— Ma tu così... tu ammetti — gridò Pietro Ramelli — che possano salire al potere?

— Certamente — rispose Viminèdi — Tanto ora

un Marcel diventa

ogni villan che parteggiando viene!

— La colpa è nostra, la colpa è nostra — gridò Sandro Ancona, un vecchio cieco che ascoltava sempre col capo eretto e le mani incrociate sul pomo della mazza. — Io non vedo, ma sento e imparo e so che la nostra azione è debole. Per questo essi hanno ogni agevolezza e conquistano il campo!

— Siamo vecchi! — mormorò Gian Urbini.

E Pietro Ramelli, gridando:

— Vecchi?! Io ho tanta cosa... ho tanta energia da venderne a tutti quei signori. Sono le idee nuove che traviano le masse. Essi promettono mari e monti e cosano... e trascinano il gregge.

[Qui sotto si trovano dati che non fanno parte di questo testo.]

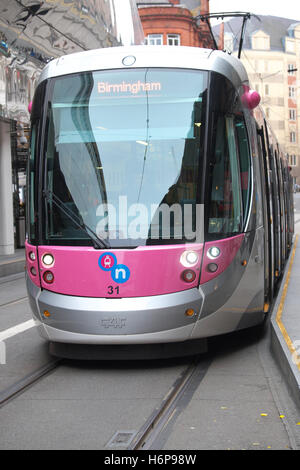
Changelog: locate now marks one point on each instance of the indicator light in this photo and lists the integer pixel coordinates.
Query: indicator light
(48, 277)
(189, 258)
(190, 312)
(47, 259)
(212, 267)
(188, 275)
(213, 252)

— È tutta una putrefazione — gridò Viminèdi — tutta una putrefazione! Povera Italia! Vi siete affaticati, vi siete macerati per farla? Ora guardatela finire! Uomini politici che hanno l'intelligenza di un grillo, che non sanno che voglia dire reggere uno Stato! Saliti al potere per mene parlamentari, per vane ambizioni personali, senza coltura, senza una meta prefissa, ci hanno fatto indossare la veste di Arlecchino e, a suono di tube, hanno raccolto le Nazioni perchè assistessero alle nostre vili pantomime. È tutto un giuoco di ipocrisie che vela sordidi interessi; tutto un contesto di viltà. Se fossimo persone dabbene, dovremmo sopprimere dalle nostre scuole l'insegnamento della geografia perchè i figli nostri non imparassero che nel mondo v'è un continente denominato Africa. Proprio noi dovevamo assistere a tale obbrobrio. Il trionfo dei vili in terra italiana! Ma quando mai i nostri vecchi sono andati processionando per le vie perchè non si partisse? Io, vedete, io son diventato anarchico! Non credo più a nulla, mi aspetto tutto. Domani un barattiere domanderà se l'Italia è da vendere e la venderanno. Potrebbero venire anche gli Esquimesi o i Patagoni a dominare qui, per conto mio non farò un passo: serberò il mio otium cum dignitate.

— Esagerazioni! — esclamò Gian Urbini.